It soon turned out though that this was not a sudden urge to protect their intellectual property, but a favour to Linda McMahon's senate campaign. A press release was soon forthcoming to the Connecticut media that it was in the process of removing all their most controversial copyright material from sites like YouTube and Dailymotion:
For years WWE has produced programming that is rated PG in primetime, and most recently rated G on Saturday mornings. To better reflect our current family-friendly brand of entertainment, WWE is removing some dated and edgier footage from digital platforms. Some of this footage has been misused in political environments without any context or explanation as to when it was produced. This damages the corporate reputation of our company. WWE is well within its rights to protect its intellectual property for fair use.
Clearly, Sabu's violent matches in ECW may be too hot for Connecticut voters to handle!
Of course, this backfired, just like WWE's heavy-handed threats of legal action against the Journal Inquirer for Chris Powell's off-the-cuff remark that Linda McMahon's wealth derived from "the business of violence, pornography, and general raunch" went down like a lead balloon with the local media.
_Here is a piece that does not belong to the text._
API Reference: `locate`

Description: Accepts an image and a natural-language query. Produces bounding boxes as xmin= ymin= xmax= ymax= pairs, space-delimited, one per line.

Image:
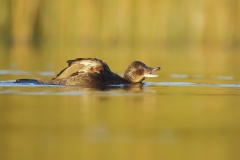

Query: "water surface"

The Journal Inquirer in particular, had a field day (shocking I know), posting pictures on the front page of their newspaper featuring Trish Stratus being forced to bark like a dog by Vince McMahon and then to strip to her bra and panties, and in a subsequent angle being covered in slop and strangled by "Daddy's Little Girl", Stephanie. Any old excuse to whip those screen captures out, eh?
But this was likely a calculated risk by Vince McMahon. Get the bad publicity out of the way now, so those video nasties don't cause headaches for his wife later on in the race. However, it may partly be paranoia on Vince's part, as so far in this campaign the wrestling dirt has not stuck to Linda as badly as it did in her first attempt. Things like the latest arrest of a WWE performer for a DUI, Jerry "The King" Lawler's heart attack minutes after working a match on last week's Raw and Tammy Sytch's arrests in Linda's backyard for domestic violence, got little play with the Connecticut politicos. Which some may argue would be a cheap shot, but no more so than bringing up angles that happened over a decade ago which Linda had no role in devising, while those three incidents at least raised questions about the efficacy of WWE's current Wellness policy. All the skeletons in the McMahon family closet came out two years ago, so it would really take a major WWE scandal to derail Linda's hopes this time around.
More likely, is that Linda may shoot herself in the foot with a verbal gaffe, like the one that won her the ninth Biggest CEO Screw-up of 2010 from Forbes.com where she admitted that she didn't know whether WWE paid any of its employees minimum wage or even what Connecticut's minimum wage was, after saying to local businessmen that she was open to the idea that it may be too high.